We obtained clinical data and metabolomic profiles for each individual, in which low molecular weight metabolites, lipids and lipoproteins (including particle concentrations and sizes) were measured by NMR spectroscopy. Immunological recovery was defined as reaching CD4 T-cell count at least 250 cells/μl after 36 months of virologically successful ART. We used univariate comparisons, Random Forest test and receiver-operating characteristic curves to identify and evaluate the predictive factors of immunological recovery after treatment.
HIV-infected patients with a baseline metabolic pattern characterized by high levels of large high density lipoprotein (HDL) particles, HDL cholesterol and larger sizes of low density lipoprotein particles had a better immunological recovery after treatment. Conversely, patients with high ratios of non-HDL lipoprotein particles did not experience this full recovery. Medium very-low-density lipoprotein particles and glucose increased the classification power of the multivariate model despite not showing any significant differences between the two groups.
In HIV-infected patients, a baseline healthier metabolomic profile is related to a better response to ART where the lipoprotein profile, mainly large HDL particles, may play a key role.

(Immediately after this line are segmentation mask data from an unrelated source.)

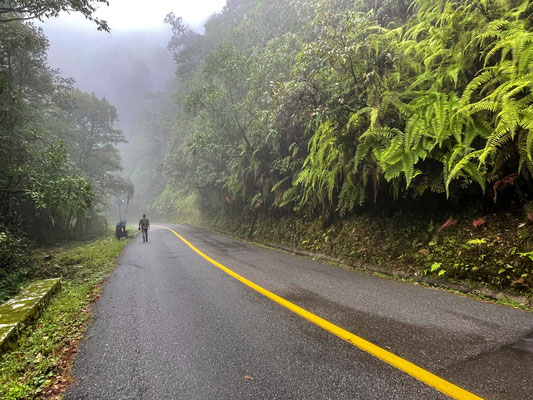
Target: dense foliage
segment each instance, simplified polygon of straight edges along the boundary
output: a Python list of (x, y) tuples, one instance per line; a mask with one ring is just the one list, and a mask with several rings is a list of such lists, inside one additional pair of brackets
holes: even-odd
[(61, 78), (47, 64), (47, 47), (32, 23), (0, 23), (0, 237), (2, 246), (16, 243), (11, 255), (22, 236), (49, 241), (106, 230), (108, 198), (133, 192), (117, 175), (125, 139), (115, 108)]
[(413, 204), (527, 207), (532, 13), (530, 0), (234, 0), (203, 35), (170, 15), (165, 207), (184, 187), (204, 212), (326, 222)]
[(98, 30), (109, 31), (107, 22), (93, 13), (107, 0), (0, 0), (0, 23), (57, 17), (60, 12), (78, 12), (94, 21)]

治疗后 HIV 感染患者免疫恢复不良与更高的发病率和死亡率相关。迄今为止,尚未确定这种不完全免疫重建的预测性生物标志物。我们旨在确定与抗逆转录病毒治疗 (ART) 后免疫恢复不良相关的基线代谢组学特征,以设想影响治疗反应的潜在机制途径。
这是一项针对初治和 ART 前低 nadir(<200 个细胞/μl)HIV 感染患者(n=64)的多中心前瞻性队列研究。
我们获得了每个个体的临床数据和代谢组学特征,其中通过 NMR 光谱法测量了低分子量代谢物、脂质和脂蛋白(包括颗粒浓度和大小)。免疫恢复定义为在病毒学上成功的 ART 后 36 个月达到 CD4 T 细胞计数至少 250 个细胞/μl。我们使用单变量比较、随机森林检验和接收者操作特征曲线来识别和评估治疗后免疫恢复的预测因素。
基线代谢模式特征为高水平大高密度脂蛋白 (HDL) 颗粒、HDL 胆固醇和低密度脂蛋白颗粒较大的 HIV 感染患者在治疗后具有更好的免疫恢复。相反,非 HDL 脂蛋白颗粒比值较高的患者则没有完全恢复。中等极低密度脂蛋白颗粒和葡萄糖增加了多变量模型的分类能力,尽管两组之间没有显示出任何显著差异。
在 HIV 感染患者中,基线更健康的代谢组学特征与更好的 ART 反应相关,其中脂蛋白谱,主要是大 HDL 颗粒,可能发挥关键作用。